Appendiceal and rectal carcinomas with Krukenberg tumour mimicking primary ovarian cancer

Ayesha Saba, Rozilla Sadia Khan, Humera Ismail  ( Aga Khan University Hospital, Karachi )


Krukenberg tumour is an uncommon metastatic tumour of ovary. It accounts for 1-2% of ovarian malignancies. Pylorus of stomach is the most common site of primary tumour. We are presenting two case reports of patients who had Krukenberg ovarian masses. Case I; an appendiceal adenocarcinoma (AACa) which manifested clinically as primary ovarian cancer. Staging laparotomy revealed large right side ovarian tumour of clinical FIGO Stage III. Histological examination revealed a poorly differentiated adenocarcinoma which involved right ovary and appendix.
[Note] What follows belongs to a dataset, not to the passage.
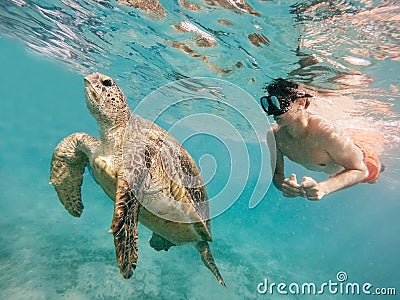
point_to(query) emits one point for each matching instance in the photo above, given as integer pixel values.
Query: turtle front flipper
(208, 260)
(124, 227)
(68, 164)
Immunophenotypic analysis revealed positive expression of Cytokeratin (CK) 20 and CDX2 which was compatible with appendiceal primary and ovarian metastases. Case 2; 60 years female with right adnexal and rectal masses. Histology revealed a moderately differentiated adenocarcinoma of rectum, CK7 was negative. CK20 and CDX2 were positive. Large bowel was the primary tumour site. Distinction between ovarian, rectal and appendiceal primary malignancies is critical as the treatment modalities vary.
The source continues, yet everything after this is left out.